A+A Online Archive 2016 - 2019

From 2016 to 2019, Tessa Laird was the editor of A+A Online. The aim was to publish fresh and relevant voices, and artists’ perspectives based on diversity of content, and diversity of geographical location throughout Australia and abroad. The articles were under different categoriesDispatches (from traveling artists), Discursions (review of current exhibitions), Disquisitions (or critical provocation around a specific idea), Discussions (interviews between artists curators and writers), Disruptions (hybrid forms of writing) and Distance (review of past exhibitions).

 

 

 

Writing. More Writing

Tessa Laird

Ever since the mid-1990s when the Internet took up residence in our collective homes, hearts, neurons and nervous systems, it has been mooted and bruited that art criticism is in crisis. Like all forms of writing longer than a tweet or a text in this wired, sound bite and image-hungry planet, art criticism’s relevance and raison d’etre has been picked apart. Criticism is routinely criticised for being either too intellectual, or not intellectual enough. It is, variously, accused of being jargon-laden and opaque, or market-driven and simplistic; of subordinating concepts to form (or vice versa); of being amateur and irrelevant, or in-house and advertorial.
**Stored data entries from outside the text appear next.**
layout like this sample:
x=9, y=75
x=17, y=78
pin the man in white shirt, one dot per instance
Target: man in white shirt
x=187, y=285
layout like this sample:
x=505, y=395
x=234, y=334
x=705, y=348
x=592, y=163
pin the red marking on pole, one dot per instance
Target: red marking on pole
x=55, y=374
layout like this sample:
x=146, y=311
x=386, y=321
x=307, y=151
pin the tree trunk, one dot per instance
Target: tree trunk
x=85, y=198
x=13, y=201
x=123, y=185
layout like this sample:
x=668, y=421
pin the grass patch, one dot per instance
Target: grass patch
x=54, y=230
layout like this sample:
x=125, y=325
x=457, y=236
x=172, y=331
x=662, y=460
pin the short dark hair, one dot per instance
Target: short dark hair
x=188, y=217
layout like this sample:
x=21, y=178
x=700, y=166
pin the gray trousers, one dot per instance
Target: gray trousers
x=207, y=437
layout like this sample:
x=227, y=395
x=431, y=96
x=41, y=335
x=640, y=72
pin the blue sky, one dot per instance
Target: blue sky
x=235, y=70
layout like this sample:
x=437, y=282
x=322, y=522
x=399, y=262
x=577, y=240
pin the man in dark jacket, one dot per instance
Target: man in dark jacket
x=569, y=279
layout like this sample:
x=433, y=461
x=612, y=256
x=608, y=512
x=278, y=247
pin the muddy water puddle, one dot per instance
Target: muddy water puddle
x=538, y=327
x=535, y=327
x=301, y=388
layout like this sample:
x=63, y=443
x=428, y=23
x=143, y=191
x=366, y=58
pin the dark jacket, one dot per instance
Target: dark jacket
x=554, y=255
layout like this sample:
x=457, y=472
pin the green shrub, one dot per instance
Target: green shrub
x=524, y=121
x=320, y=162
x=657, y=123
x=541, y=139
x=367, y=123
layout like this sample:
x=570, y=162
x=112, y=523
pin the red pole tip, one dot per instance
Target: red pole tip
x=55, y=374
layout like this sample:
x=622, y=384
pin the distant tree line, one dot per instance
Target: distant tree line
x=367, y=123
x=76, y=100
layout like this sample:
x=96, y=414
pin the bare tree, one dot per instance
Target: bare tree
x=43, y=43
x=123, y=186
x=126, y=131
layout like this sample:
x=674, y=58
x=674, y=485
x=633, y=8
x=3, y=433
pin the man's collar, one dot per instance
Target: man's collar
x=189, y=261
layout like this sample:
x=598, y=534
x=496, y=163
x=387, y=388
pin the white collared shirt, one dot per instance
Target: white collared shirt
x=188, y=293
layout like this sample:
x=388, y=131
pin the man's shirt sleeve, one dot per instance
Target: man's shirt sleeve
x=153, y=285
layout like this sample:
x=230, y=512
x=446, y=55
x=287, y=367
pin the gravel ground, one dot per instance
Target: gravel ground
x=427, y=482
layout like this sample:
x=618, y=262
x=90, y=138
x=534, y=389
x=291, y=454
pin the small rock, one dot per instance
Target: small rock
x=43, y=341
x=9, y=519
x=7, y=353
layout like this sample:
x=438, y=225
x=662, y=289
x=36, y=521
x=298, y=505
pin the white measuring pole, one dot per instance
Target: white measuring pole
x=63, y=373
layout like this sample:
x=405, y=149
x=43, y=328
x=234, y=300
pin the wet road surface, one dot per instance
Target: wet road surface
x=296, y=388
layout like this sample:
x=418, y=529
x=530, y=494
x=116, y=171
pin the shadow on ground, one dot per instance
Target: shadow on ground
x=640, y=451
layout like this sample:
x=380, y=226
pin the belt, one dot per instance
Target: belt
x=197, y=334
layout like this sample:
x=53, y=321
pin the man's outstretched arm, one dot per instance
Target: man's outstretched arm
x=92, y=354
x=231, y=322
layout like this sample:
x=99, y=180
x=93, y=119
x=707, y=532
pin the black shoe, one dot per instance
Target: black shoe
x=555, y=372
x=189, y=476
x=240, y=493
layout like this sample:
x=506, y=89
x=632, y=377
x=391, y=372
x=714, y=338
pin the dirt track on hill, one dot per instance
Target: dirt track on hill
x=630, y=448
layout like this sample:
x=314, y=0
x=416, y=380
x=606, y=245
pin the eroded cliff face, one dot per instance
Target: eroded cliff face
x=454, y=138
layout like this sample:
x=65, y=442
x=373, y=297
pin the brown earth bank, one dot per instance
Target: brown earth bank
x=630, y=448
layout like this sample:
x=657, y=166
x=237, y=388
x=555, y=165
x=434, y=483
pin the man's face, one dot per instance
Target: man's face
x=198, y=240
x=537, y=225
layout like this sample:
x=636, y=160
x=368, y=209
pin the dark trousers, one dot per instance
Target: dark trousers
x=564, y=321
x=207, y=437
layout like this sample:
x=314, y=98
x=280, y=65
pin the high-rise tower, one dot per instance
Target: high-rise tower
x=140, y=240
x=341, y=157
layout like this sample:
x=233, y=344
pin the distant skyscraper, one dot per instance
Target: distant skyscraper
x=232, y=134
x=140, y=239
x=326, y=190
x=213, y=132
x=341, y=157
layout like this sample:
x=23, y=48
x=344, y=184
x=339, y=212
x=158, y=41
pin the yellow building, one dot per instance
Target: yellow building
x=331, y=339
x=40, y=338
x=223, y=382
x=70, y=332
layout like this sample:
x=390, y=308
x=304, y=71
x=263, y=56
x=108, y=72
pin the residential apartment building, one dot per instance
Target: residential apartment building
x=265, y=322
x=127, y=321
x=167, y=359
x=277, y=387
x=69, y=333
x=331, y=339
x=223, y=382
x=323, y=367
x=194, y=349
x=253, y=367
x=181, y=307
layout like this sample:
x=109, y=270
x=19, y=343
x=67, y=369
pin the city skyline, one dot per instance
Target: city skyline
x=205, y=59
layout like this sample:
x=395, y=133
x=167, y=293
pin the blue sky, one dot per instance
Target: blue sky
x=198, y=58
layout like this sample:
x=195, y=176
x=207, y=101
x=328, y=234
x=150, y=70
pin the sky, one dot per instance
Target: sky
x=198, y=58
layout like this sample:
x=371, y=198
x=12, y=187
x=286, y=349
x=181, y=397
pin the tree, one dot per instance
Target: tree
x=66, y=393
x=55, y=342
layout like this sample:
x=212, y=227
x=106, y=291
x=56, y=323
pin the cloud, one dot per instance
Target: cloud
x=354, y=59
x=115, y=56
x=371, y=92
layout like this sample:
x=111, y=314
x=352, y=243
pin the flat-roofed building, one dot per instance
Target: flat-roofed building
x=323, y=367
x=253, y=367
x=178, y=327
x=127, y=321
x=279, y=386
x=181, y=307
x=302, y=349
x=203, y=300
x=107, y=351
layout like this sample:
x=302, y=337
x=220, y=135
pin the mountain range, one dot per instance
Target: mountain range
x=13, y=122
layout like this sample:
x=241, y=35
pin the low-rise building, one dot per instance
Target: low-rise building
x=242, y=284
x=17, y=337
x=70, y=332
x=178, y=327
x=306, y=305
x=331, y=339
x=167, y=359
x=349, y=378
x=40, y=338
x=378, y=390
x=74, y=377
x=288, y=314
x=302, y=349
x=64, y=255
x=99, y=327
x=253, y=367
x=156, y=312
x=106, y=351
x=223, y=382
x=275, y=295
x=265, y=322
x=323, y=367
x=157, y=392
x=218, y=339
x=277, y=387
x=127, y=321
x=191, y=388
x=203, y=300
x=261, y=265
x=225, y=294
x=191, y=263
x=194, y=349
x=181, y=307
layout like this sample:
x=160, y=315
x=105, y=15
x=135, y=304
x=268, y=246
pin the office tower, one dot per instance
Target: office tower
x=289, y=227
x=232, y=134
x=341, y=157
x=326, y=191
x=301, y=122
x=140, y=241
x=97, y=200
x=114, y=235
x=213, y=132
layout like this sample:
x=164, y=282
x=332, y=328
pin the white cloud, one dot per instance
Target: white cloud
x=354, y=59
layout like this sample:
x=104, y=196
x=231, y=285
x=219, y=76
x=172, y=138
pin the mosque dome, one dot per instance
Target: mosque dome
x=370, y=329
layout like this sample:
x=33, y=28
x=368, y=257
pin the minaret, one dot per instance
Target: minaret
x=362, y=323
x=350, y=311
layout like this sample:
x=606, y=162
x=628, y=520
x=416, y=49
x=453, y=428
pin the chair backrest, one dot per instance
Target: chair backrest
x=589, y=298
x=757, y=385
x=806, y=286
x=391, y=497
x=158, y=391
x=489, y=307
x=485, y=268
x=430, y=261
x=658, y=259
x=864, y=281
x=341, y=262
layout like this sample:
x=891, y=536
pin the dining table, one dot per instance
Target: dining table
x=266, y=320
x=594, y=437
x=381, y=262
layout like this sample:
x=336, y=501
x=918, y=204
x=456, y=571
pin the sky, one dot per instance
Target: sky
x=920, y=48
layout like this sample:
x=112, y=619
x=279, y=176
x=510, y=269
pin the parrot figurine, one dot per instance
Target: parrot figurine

Contradictory complaints accuse art writing of being both infrequent and incessant. One of the first concerns I heard on moving to Melbourne was, ‘We don’t have a platform for regular reviews here.’ Yet almost everyone will simultaneously tell you that they are ‘overwhelmed’ by the art-related information flooding their inboxes and their social media feeds. So why do we keep adding to this ever-accreting mountain of verbiage, by writing, and then, (more) writing?